Image credit: Rhian vK at Flickr under a Creative Commons license

4 comments
  1. Steven Earl Salmony

    Building bridges by refusing to extoll the ‘virtues’ of greed……

    Perhaps it is time for the same ol’ business-as-usual, pin-stripe-suited leaders, the ones who adamantly espouse and religiously exemplify an apostate’s creed of greed, to be replaced by new leadership.

    Too many leaders of this patently unsustainable culture of avarice evidently define the culture’s efficacy by the endless accumulation of material possessions; by the unbounded acquisition of more money, money, money, money; by recklessly overconsuming and relentlessly hoarding limited resources. They demonstrably declare to all the world that greed is good.

    Are we not members of a culture that worships consumerism?
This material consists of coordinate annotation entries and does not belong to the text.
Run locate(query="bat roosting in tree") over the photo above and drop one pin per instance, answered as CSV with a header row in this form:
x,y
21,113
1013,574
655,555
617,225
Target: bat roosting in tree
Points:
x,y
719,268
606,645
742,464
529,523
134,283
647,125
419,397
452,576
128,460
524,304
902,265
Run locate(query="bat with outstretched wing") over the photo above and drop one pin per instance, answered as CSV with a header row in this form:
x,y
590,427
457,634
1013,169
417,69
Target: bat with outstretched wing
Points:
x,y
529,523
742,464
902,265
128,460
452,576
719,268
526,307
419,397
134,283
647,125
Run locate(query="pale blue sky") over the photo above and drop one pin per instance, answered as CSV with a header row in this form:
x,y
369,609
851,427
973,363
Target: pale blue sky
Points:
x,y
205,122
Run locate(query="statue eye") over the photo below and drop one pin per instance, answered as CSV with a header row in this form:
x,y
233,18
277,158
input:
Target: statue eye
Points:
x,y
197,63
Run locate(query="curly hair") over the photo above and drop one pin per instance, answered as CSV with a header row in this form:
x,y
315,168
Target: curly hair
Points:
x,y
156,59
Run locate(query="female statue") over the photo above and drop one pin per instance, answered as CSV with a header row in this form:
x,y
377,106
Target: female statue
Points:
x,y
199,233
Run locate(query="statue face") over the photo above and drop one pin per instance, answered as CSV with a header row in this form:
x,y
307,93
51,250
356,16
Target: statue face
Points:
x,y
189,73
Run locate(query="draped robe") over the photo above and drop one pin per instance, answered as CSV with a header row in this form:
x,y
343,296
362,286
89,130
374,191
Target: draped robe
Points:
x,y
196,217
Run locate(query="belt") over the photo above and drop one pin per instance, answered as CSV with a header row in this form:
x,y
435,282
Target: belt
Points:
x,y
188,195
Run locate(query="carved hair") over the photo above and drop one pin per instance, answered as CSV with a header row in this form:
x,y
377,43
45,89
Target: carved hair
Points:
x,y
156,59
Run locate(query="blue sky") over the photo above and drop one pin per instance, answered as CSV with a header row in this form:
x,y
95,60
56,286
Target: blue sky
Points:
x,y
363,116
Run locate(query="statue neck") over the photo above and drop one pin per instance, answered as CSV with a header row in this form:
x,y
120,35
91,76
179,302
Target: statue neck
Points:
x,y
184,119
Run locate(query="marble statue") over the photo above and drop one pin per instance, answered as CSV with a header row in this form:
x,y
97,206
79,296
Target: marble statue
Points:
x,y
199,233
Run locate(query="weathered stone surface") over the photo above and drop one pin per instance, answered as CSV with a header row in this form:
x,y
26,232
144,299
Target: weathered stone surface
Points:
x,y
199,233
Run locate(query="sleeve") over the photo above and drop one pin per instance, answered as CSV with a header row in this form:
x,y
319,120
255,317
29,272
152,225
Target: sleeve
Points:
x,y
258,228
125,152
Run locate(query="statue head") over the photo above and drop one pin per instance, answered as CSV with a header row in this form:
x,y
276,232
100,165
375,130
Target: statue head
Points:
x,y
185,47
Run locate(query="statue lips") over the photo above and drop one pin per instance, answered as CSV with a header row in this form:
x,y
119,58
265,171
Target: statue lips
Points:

Are the products of greed nothing more or less than the objects of our idolatry?

    Are the pin-striped suits, fleet of cars, chauffeur, private jets, McMansions, distant hideaways, secret handshakes and exclusive clubs…… all “signatures” of success in a culture promoted by the ‘goodness’ of greed?

    Consider for a moment what perversity greed has wrought.

    Steven Earl Salmony
    AWAREness Campaign on The Human Population,
    established 2001
    http://sustainabilityscience.org/content.html?contentid=1176

  2. Nathan Schock

    This is a serious challenge for green communicators. Too many don’t stop to think about the messages that work with the broader public. They only use words and strategies that work with the people they talk to…the ones who already agree with them.

    I just finished reading Tom Friedman’s latest: “Hot, Flat and Crowded and in the book he notes a similar paradox, writing:

    “People need hope to undertake a challenge this big, this long-term and this daunting. You can’t stimulate and sustain a broad political movement without it. If you tell people, ‘Look, let’s face it, we’re cooked.’…then they’re natural reaction is: ‘Well, if there is nothign we can really do to stop this train, let’s party.’

    Butt if you tell people that the solutions are really at hand, or that with 205 easy ways to go green from your latest gardening magazine we can produce a whole new energy system and lick global warming, the attitude of many will be: ‘Well, if it’s that easy, then let’s party.'”

  3. Concetta

    I think if we go a little retro and look back at what has worked in the past we might have something.

    Victory Gardens from the World Wars would be a good example. The message? Raise your own food and we’ll all have enough in this time of war-induced scarcity. Neighbors exchanged with neighbors.

    The reason it worked? It was some work, not so much that it seemed like people would never have enough food, but not so little that the majority of people didn’t just shrug it off.

    That’s the problem with green right now. People respond well to fear because it has a component that you can do things to alleviate that fear. When everyone is starting to spout the same 205 easy ways to go green, it makes it seem like there’s no work involved and if everyone else is doing it, you don’t have to. There’s a definite danger of the “it was sent to the herd, so someone else in the herd will do it for us”.

  4. Rayne

    what do you think will happen when the fear of necessary food, water and other consumables peaks (especially in the states)? 232 years ago it happened in the states and there were riots and wars.